As summer declines, and we careen toward Pumpkin Spice Latte Season; things have calmed down a little in the garden. I’m taking a break from weeding to share some of our successes and failures this year.
Clearance Perennials: This has been hit-or-miss. We haven’t had 100% success, but I’m still happy with them. The coreopsis are full, vibrant and blooming. Their leaves remind me of baby spinach! The speedwell and balloon flowers are doing well. The daisies are a puzzle. They’ve turned brown and dried up, but some of them have new growth in the center of the plant. I’m going to leave them in the garden to see if they will rebound.
Experimental Deer Fence: It’s safe to say this is no longer an experiment. We have had zero break-ins of the deer variety. In the evenings, Mark and I have watched the deer eating fallen apples all around the herb garden, but steering clear of it. All of the fishing line is intact, and I haven’t glued the knots or hooks. While the fence is keeping deer out, a smaller critter has been nibbling away at several of the plants. We think it’s probably a rabbit. It has topped off the lilies, the hosta in the blue planter and snipped off a few stems from the balloon flower. Where’s Elmer Fudd when you need him?
Ground Cover: The liriope looks great. It’s lush, dark green and the plugs have filled in. We’ll continue working on the two banks when it’s cool enough to transplant more plugs.

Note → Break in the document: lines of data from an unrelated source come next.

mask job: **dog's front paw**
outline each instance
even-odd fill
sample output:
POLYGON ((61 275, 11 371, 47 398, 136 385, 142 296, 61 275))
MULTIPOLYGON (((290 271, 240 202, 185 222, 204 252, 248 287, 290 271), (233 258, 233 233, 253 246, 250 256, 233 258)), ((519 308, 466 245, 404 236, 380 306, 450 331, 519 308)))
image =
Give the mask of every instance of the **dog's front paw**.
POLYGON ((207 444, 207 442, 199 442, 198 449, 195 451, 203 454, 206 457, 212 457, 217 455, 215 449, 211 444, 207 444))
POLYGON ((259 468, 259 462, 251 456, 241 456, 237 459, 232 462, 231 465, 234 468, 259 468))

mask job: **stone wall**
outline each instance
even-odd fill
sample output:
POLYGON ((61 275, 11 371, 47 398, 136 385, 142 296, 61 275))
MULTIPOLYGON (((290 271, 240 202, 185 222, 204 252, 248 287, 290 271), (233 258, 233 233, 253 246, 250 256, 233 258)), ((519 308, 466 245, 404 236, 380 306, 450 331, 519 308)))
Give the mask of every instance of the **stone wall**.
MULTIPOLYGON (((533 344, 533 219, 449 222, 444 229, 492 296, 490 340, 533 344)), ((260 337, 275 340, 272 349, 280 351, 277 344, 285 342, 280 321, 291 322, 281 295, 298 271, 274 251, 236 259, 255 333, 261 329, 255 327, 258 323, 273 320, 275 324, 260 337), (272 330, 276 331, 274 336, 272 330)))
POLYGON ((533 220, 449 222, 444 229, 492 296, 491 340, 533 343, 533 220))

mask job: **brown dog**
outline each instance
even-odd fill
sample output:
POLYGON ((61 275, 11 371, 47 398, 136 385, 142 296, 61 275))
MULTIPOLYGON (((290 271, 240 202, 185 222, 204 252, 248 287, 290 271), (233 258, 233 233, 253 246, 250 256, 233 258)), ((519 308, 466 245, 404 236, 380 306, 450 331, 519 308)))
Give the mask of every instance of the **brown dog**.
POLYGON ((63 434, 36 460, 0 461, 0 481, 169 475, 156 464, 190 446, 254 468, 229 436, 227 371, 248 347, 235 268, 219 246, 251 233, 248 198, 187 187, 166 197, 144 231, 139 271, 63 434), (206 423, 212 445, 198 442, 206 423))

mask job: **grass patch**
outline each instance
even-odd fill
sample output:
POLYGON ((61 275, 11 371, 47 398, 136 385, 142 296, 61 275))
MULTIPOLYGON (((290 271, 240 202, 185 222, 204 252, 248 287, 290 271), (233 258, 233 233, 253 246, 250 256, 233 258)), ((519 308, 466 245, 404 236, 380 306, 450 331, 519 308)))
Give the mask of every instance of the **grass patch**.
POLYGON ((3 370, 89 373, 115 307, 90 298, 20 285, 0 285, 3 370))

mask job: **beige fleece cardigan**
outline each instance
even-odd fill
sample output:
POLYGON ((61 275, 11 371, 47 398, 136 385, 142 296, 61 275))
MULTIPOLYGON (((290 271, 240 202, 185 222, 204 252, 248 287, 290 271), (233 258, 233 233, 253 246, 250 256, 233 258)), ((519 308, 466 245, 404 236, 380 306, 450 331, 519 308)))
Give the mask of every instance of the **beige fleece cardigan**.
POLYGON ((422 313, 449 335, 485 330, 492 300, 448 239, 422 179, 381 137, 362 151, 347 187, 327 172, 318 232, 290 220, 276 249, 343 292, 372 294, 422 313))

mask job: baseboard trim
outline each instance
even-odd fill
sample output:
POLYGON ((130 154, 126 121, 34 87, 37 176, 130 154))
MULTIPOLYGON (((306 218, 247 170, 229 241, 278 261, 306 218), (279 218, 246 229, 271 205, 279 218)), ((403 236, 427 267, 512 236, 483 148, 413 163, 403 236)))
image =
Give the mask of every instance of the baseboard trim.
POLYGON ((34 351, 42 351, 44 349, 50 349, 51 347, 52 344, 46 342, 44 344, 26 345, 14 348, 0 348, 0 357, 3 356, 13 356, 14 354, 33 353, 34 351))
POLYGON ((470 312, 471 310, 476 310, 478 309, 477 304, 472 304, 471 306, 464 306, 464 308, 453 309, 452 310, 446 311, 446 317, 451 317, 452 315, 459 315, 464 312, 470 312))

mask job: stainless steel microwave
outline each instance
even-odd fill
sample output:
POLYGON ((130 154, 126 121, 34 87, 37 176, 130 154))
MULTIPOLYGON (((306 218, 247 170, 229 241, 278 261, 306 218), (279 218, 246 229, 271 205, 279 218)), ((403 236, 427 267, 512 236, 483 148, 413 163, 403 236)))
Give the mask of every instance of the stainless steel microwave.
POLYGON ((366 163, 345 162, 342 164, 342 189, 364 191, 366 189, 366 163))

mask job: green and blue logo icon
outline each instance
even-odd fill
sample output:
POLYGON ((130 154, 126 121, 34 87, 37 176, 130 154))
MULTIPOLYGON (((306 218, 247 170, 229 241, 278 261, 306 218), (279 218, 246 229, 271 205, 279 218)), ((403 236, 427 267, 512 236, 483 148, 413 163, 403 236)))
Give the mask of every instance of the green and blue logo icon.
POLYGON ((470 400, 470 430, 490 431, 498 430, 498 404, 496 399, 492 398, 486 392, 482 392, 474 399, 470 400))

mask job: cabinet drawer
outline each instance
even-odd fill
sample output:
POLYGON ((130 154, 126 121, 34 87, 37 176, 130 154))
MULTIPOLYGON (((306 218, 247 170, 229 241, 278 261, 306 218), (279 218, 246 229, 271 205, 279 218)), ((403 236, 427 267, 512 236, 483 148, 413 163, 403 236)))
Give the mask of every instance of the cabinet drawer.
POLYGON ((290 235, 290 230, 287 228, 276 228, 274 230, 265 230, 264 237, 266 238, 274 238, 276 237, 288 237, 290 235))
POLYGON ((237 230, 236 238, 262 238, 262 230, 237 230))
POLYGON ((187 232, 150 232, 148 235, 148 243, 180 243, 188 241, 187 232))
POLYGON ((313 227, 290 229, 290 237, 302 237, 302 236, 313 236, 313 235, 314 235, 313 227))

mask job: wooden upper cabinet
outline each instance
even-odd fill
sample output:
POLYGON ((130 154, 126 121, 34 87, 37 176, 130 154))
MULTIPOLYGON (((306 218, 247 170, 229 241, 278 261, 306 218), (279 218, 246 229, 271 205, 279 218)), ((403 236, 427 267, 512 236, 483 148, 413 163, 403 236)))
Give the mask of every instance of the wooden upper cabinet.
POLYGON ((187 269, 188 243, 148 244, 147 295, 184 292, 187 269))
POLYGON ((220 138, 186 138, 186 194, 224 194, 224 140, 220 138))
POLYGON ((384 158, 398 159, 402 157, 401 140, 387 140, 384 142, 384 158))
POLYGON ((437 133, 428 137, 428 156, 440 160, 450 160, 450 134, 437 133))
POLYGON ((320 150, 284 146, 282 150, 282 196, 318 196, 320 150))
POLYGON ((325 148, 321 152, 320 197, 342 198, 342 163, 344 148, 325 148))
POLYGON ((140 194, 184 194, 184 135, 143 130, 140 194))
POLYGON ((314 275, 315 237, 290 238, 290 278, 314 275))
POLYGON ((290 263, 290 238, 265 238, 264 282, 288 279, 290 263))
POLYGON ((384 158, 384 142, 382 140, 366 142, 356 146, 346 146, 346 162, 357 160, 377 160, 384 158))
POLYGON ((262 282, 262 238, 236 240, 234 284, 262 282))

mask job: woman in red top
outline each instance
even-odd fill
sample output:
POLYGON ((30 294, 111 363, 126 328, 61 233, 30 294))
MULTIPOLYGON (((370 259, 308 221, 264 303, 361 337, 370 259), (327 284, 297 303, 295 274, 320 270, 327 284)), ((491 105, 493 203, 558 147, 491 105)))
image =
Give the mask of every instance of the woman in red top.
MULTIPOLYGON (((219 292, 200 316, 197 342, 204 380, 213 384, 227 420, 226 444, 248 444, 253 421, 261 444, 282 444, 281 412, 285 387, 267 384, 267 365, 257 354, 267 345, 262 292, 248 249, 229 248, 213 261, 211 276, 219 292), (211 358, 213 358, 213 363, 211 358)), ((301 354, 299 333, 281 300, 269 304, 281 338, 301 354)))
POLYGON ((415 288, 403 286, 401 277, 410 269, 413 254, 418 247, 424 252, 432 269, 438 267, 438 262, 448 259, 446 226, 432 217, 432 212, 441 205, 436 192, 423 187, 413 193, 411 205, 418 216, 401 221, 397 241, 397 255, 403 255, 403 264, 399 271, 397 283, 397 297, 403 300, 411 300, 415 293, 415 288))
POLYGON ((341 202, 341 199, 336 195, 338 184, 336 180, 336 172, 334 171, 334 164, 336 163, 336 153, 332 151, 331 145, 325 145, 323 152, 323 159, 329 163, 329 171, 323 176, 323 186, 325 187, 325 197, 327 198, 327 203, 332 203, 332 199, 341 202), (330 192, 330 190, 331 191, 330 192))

Hydrangea Layers: About a week after I cut them from the mother plant, the baby layers started to show signs of stress. The leaves wilted and some turned brown and started to rot. I decided not to transplant them and let them establish awhile longer. They’ve rebounded, and should be ready for transplant in the spring.
PJM Rhododendrons: These little dudes are doing just fine. They have recovered nicely from their trauma and are thriving with no new damage.
Succession Planting: Succession planting has been a resounding success! Wandering out to the herb garden and snipping fresh herbs for dinner is one of my favorite activities. We’ve dried and frozen some of the basil. Many of our summer salads are punctuated with parsley or mint. I’m letting some of the cilantro go to seed in hopes that it will self-seed in the spring.
Here’s a puzzle for you: This random weed(?) appeared next to the speedwell. We have no idea what it is. My gut instinct is to pull it and move on with my life; hubby thinks it’s not a weed and we should leave it alone and see what happens. It’s about 12″ tall and smooth, like one enormous blade of grass. Thoughts?
How about you? Have you learned any gardening tips and tricks? What’s working in your garden this summer?